NO SUPPORT: Both Mayor Peter Blundell and Deputy Mayor Ross Bartley are against preferential voting at the upcoming council election. Kerri MOORE

Next mayor could be elected without a majority vote

Should there be preferential voting during mayoral elections next year?

This poll ended on 31 August 2015.

Current Results

Yes

23%

No

76%

This is not a scientific poll. The results reflect only the opinions of those who chose to participate.

THE next mayor of the Southern Downs could be voted in without a clear primary majority at the upcoming council elections.

When residents head to the polls on March 19, mayoral elections will be preferential - a first in the region's local government history.

A preferential poll means mayoral candidates can opt to give their votes to fellow candidates.

Under the system, voters can choose to put a 1 in the box of their preferred candidate or mark some or all candidates in order of preference.

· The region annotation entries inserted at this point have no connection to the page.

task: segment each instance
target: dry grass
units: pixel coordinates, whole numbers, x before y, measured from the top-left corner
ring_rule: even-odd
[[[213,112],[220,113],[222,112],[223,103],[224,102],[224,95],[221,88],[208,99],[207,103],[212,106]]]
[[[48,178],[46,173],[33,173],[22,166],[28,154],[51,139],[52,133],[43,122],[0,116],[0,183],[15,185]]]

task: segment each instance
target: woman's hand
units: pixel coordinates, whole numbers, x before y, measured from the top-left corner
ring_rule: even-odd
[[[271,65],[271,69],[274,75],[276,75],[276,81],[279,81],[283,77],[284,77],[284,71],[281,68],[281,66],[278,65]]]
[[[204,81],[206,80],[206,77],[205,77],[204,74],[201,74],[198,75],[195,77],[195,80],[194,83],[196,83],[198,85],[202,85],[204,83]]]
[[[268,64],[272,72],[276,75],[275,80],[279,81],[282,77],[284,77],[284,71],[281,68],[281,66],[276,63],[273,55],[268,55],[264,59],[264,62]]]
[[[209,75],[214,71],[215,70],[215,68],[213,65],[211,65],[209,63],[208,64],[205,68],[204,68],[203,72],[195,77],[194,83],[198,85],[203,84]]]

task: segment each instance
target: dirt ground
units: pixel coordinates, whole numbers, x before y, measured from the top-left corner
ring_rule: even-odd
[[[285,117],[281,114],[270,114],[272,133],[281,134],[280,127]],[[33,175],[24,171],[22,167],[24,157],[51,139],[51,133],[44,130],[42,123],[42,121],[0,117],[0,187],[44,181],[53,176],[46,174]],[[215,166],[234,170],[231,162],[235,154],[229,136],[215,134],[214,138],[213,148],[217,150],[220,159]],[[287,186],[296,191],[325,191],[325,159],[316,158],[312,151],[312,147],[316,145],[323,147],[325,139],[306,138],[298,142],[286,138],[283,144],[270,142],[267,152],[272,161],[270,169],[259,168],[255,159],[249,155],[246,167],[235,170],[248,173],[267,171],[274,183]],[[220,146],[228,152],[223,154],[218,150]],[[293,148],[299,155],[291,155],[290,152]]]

The decision has prompted criticism from a number of councillors, with some fearing the polls could see less popular candidates rally together to get a candidate of their choice across the line.

Preferential voting is common in larger councils, where candidates align themselves with political parties.

Deputy Mayor Ross Bartley, a possible contender for the Mayoral vote, has warned against a preferential system on the Southern Downs.

"If we start involving party politics here, then we're in for a world of hurt," he told a meeting of the council last week.

Cr Vic Pennisi and Cr Jamie Mackenzie also told the meeting they didn't believe preferential voting was the right way to go.

Mayor Peter Blundell is also not a supporter of the preferential voting system.

In October last year Cr Blundell told the APN Newsdesk the first past the post system best represented the community's vote.

"You've only got to look at the last federal election to see what preferential voting can do, particularly in the Senate result, and we don't believe that would be a good outcome for councils," he said.

An objection to preferential voting is among 11 motions submitted by the council to the Local Government Association of Queensland for the upcoming annual conference, held in Toowoomba in October.